Voor de waarnemings- en gewaarwordingsindrukken is het duidelijk. Bv.
de ‘ervaring’ van ijskoud water voelen, krassend geluid,…
Het denken speelt zich af op het ervaringsspoor bv. als je een speech doet
en je bent het even kwijt, je denkt en herlaad de laatste woorden en dan
komt de rest je plots te binnen geschoten.
Door jezelf in de leefwereld van kinderen te plaatsen, door dat perspectief
in te nemen, kom je te weten op welke manier we kunnen bijdragen tot
hun ontwikkeling. Ook door de kinderen meer te observeren, in te spelen
op interesses, durven loslaten en mee te gaan in hun gedachtengang,…

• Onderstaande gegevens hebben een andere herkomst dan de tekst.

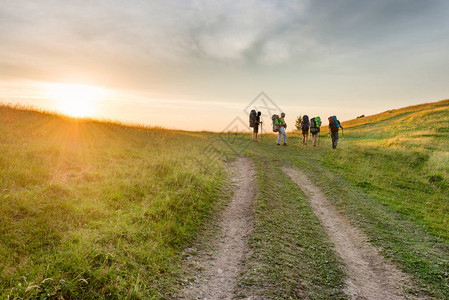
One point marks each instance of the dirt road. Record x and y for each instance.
(369, 275)
(223, 266)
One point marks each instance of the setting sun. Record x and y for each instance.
(75, 100)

ontwerp je een aanbod op hun maat.
D) Waar en hoe is dit verhaal begonnen?
Traditioneel kleuteronderwijs voor mei ’68 was meer rond het moraliseren,
er was een onechte sfeer. De kleuters mochten bv. niet huilen, “want dat
doen we hier niet hé”. Ook zorgde de KO voor teveel input en was er te
weinig kleuterinitiatief.
Nu is er een roep naar echtheid en vrijheid.
Echtheid: wat je ook voelt, het is oké!
Vrijheid: belang van kleuterinitiatief
Dan kwamen 12 Vlaamse kleuterleerkrachten in mei 1976 samen zitten op
initiatief van 2 onderwijspedagogen v.d. Leuvense Universiteit.

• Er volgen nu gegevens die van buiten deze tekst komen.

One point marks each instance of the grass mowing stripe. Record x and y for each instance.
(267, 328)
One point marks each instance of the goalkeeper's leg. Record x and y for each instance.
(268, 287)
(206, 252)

, Hun intentie was het kritisch reflecteren o.d. praktijk in kleuterscholen.
Hun standpunt is ervaringsgerichtheid: ze willen in de diepte verkennen
wat ‘op school zijn’ betekent voor de kleuters, en hoe ze het klasgebeuren
dagelijks ervaren.
Besluit: de praktijk kan op vele punten verbeterd worden en ze nemen ook
het initiatief om hun aanpak te verbeteren. Na een tijd realiseren ze dat
ze veel v.d. tradionele manier hebben weggedaan. Zo komt er dus een
nieuw onderwijsmodel voor de aanpak van jonge kinderen = het
ervaringsgericht onderwijsmodel ( E.G.O.).
De inzichten zijn in een eerste fase vastgelegd i.h. tempelschema, dat ook
vandaag nog de essentie is v.d. E.G.O.
Tempelschema:
In
een
volgende fase komen de begrippen welbevinden en betrokkenheid op de
voorgrond. Ze spelen een rol in het meten van onderwijskwaliteit.
Het aanpak-proces-effectschema ontstond door een aanpassing in het
tempelschema door de begrippen welbevinden en betrokkenheid.